Advanced Evaluation of Ontologies
- RG40: All of the methods we introduce for analyzing knowledge subjects for similarity or identity are based on the Features that we formally introduce. Compared to other possible uses of the term feature, we always use features to denote property-value pairs. On this basis, two fundamentally different similarity measures can then be defined, namely that for the similarity of abstract concepts on the Schema Layer and that for the similarity of concrete knowledge subjects on the Particulars Layer.

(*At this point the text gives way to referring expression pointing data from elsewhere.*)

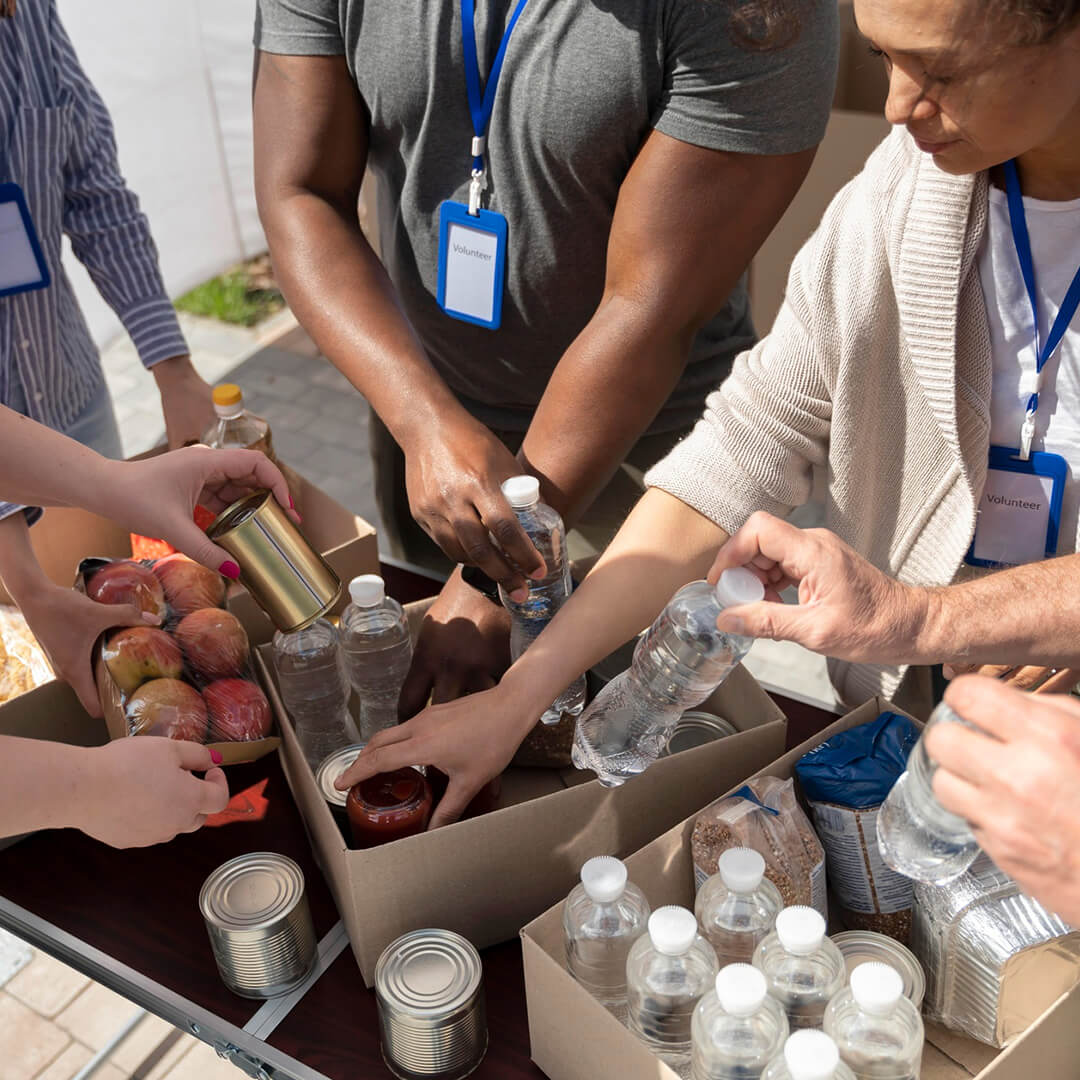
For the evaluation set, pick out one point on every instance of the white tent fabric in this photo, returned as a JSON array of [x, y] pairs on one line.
[[176, 78]]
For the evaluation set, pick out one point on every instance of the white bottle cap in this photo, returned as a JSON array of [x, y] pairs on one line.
[[367, 590], [672, 930], [800, 930], [741, 868], [738, 585], [811, 1055], [521, 491], [876, 987], [741, 989], [604, 878]]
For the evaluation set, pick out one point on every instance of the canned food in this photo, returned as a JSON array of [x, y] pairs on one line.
[[259, 926], [696, 729], [430, 991], [860, 946], [289, 580]]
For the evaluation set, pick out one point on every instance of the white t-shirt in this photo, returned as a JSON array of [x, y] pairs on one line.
[[1054, 231]]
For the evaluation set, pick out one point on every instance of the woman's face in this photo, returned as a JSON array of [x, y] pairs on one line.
[[972, 103]]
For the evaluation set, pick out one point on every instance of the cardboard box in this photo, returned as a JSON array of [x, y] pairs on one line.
[[487, 876], [575, 1038]]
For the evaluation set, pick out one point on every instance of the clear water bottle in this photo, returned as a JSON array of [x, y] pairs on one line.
[[737, 1027], [917, 836], [667, 971], [738, 906], [677, 664], [545, 529], [313, 687], [602, 919], [805, 970], [378, 651], [877, 1029], [808, 1055]]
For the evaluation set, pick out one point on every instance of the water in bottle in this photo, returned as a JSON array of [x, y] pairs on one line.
[[313, 687], [808, 1055], [737, 1027], [545, 529], [917, 836], [878, 1031], [738, 906], [378, 651], [602, 919], [805, 970], [667, 971], [677, 664]]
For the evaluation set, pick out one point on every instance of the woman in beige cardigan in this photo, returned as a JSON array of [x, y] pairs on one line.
[[878, 369]]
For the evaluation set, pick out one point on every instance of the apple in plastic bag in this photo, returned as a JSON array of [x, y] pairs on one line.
[[214, 643], [189, 585], [127, 582], [169, 707], [239, 711], [138, 653]]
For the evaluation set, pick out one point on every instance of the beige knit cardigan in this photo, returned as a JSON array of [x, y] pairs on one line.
[[878, 368]]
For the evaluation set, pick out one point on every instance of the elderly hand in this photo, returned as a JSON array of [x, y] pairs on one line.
[[1018, 784]]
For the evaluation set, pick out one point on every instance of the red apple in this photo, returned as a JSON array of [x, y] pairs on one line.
[[239, 711], [127, 582], [214, 643], [189, 586], [166, 706], [138, 653]]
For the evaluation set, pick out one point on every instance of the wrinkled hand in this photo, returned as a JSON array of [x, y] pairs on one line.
[[157, 497], [847, 608], [454, 491], [463, 646], [471, 740], [1018, 785], [67, 624], [140, 791]]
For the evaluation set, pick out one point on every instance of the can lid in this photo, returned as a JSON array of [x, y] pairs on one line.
[[252, 891], [604, 878], [800, 929], [521, 491], [741, 989], [367, 590], [811, 1055], [428, 973]]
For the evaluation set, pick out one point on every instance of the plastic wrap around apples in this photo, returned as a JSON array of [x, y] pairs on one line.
[[188, 678]]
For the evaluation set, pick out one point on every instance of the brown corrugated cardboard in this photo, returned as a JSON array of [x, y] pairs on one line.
[[575, 1038]]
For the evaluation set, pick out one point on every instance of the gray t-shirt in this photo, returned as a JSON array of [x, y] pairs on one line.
[[583, 83]]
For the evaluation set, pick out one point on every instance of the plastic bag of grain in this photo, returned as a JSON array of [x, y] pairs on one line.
[[846, 780]]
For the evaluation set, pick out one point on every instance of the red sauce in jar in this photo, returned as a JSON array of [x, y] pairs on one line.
[[388, 807]]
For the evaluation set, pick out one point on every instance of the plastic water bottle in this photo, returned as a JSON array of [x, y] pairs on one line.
[[313, 687], [545, 529], [808, 1055], [805, 970], [378, 651], [738, 1028], [667, 971], [738, 906], [917, 836], [602, 919], [677, 664], [877, 1029]]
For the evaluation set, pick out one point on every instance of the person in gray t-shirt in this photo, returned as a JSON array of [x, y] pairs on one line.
[[639, 150]]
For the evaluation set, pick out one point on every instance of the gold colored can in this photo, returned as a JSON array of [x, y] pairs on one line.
[[286, 577]]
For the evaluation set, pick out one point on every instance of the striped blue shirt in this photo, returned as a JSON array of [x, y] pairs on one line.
[[56, 143]]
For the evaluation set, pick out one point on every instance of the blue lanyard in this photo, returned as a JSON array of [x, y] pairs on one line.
[[1068, 309], [481, 103]]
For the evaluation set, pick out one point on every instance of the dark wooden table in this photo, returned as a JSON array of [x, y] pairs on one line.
[[130, 920]]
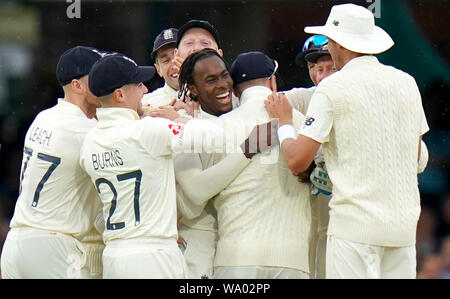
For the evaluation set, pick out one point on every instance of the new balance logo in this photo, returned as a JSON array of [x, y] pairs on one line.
[[309, 121]]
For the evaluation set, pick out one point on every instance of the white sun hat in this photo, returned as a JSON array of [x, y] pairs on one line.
[[353, 27]]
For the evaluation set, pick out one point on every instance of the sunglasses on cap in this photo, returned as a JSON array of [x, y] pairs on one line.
[[314, 41]]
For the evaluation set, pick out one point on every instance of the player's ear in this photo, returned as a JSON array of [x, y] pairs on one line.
[[118, 95], [75, 84], [193, 90], [236, 93], [158, 69], [273, 83]]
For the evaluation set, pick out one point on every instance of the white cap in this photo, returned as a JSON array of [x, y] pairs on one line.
[[353, 27]]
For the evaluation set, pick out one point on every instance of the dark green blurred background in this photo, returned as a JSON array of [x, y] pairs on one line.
[[33, 34]]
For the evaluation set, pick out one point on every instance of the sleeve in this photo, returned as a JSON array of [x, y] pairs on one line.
[[159, 135], [199, 184], [424, 124], [319, 118], [423, 159], [299, 98], [199, 135]]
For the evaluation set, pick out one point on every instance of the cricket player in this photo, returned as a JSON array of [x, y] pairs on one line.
[[368, 117], [57, 202], [162, 55], [199, 231], [264, 215], [130, 163]]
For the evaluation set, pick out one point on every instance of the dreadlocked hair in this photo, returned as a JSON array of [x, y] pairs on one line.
[[186, 76]]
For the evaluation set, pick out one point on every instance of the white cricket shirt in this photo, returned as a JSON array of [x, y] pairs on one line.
[[264, 215], [130, 162], [369, 118], [55, 193], [159, 97]]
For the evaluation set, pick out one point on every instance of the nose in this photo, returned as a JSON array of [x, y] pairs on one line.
[[144, 88]]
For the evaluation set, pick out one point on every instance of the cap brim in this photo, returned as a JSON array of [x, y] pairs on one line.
[[300, 58], [153, 54], [198, 24], [312, 57], [378, 42], [143, 74]]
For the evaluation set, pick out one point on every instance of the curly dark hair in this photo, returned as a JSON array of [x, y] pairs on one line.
[[186, 75]]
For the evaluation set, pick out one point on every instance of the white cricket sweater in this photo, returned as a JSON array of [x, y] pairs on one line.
[[264, 215], [371, 153]]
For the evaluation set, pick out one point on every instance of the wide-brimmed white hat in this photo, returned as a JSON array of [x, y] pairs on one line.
[[353, 27]]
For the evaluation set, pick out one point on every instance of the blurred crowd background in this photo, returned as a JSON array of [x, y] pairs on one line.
[[34, 33]]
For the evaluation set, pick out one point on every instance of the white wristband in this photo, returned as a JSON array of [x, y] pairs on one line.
[[286, 131]]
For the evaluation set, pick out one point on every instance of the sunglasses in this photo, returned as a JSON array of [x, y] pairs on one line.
[[314, 41]]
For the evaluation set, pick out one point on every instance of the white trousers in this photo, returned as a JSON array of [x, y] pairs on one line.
[[93, 268], [258, 272], [200, 249], [143, 258], [351, 260], [30, 253]]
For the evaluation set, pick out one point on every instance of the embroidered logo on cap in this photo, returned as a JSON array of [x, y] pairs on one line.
[[130, 60], [168, 34]]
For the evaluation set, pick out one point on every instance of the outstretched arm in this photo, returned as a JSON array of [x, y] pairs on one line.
[[298, 151], [199, 184]]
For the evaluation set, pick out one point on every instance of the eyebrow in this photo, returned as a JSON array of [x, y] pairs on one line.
[[216, 75]]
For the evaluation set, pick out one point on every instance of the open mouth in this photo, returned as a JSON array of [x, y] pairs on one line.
[[225, 97]]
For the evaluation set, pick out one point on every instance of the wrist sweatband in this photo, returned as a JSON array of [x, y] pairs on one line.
[[286, 131]]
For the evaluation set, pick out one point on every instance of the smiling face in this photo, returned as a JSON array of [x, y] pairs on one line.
[[324, 67], [164, 65], [212, 86], [132, 95], [196, 39]]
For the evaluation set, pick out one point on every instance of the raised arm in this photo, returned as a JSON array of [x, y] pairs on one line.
[[199, 184]]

- RG41: The definition of quality dimensions is the prerequisite for the arrangement of knowledge subjects in n-dimensional conceptual spaces. On this basis, the absolute and relative similarity measures ksd(u,w) and ksdr(u,w) are then defined by us to determine the distances from concrete knowledge subjects (particulars). In the Detecting Concept Similarities section, we show how people's growth over time can be used to compare individual people.

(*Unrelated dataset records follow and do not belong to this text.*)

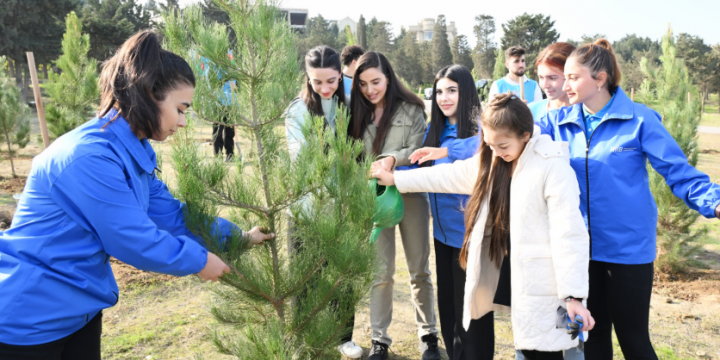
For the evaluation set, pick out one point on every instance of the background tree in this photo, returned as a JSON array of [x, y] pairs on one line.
[[32, 25], [14, 125], [441, 53], [331, 262], [699, 60], [74, 90], [484, 52], [407, 60], [462, 54], [629, 51], [361, 33], [533, 32], [666, 90], [110, 22], [379, 36], [500, 70]]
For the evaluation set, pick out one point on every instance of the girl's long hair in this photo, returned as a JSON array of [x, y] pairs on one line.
[[361, 109], [321, 57], [139, 75], [505, 112], [468, 107]]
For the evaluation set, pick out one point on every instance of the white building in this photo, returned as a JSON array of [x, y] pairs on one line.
[[424, 30], [295, 17], [347, 22]]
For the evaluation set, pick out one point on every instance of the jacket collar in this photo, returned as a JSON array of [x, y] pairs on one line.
[[620, 109], [140, 150]]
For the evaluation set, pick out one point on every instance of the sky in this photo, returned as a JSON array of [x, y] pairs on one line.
[[613, 18]]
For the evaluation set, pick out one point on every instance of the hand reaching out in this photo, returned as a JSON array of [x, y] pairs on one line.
[[428, 154]]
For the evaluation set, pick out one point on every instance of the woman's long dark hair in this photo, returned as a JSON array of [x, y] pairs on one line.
[[321, 57], [467, 107], [361, 109], [139, 75], [504, 112]]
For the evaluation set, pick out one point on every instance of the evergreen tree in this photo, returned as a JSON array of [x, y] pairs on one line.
[[666, 90], [533, 32], [361, 33], [500, 69], [14, 125], [110, 22], [75, 89], [330, 263], [461, 52], [441, 53], [484, 52]]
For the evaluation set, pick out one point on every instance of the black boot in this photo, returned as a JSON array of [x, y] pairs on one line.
[[429, 348], [379, 351]]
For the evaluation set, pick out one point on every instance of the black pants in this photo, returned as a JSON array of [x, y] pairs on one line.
[[620, 297], [223, 136], [478, 342], [83, 344], [295, 246], [542, 355]]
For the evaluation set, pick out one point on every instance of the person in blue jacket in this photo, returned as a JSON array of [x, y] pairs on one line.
[[611, 139], [91, 195], [453, 135]]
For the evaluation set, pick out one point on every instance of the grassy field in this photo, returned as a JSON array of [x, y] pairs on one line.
[[162, 317]]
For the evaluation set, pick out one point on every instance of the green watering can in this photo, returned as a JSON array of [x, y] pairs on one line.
[[389, 208]]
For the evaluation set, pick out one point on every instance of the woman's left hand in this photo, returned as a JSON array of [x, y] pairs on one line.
[[384, 163], [257, 236], [577, 308]]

- RG42: The similarity of abstract knowledge subjects of the schema layer is determined using the similarity measure Concept Similarity. For this purpose, only the property definitions of the term are used, i.e. which characteristics make up a concept, but NOT the values of the characteristics as with the quality dimensions. The graphic below the Feature Similarity Space then shows the percentage of similarity between two abstract concepts, with the X-axis indicating the number of features defined for this concept. Here, for example, Bird (BD) and GoldenEagle (GE) have a similarity of 76.4%. See Prototypes for an explanation of how this can be used to find prototypes of concepts. For bear (BR), brown bear is more representative than panda bear (PDB), panda bear more representative than polar bear (PLB).
- RG43: The Knowledge Subject Equivalence axiom defines when two knowledge subjects are identical. The equivalence axiom can be used to detect possible inconsistencies in the knowledge repository. Knowledge subjects with different identifiers should usually also be different. The Knowledge Subject Equivalence Axiom we defined is a generalization of the Identity Criterion. The latter merely detects the identity with regard to a specific property P.
Advances in Linguistic Engineering
- RG50: To date, there is no unifying approach to reconcile the concepts of ontological engineering with those of linguistic engineering. With the creation of the Controlled Vocabulary we provide a fundamental solution. Textual descriptions as well as formal descriptions of concepts are required for both areas. We define formal descriptions using the concept binary trees already mentioned above.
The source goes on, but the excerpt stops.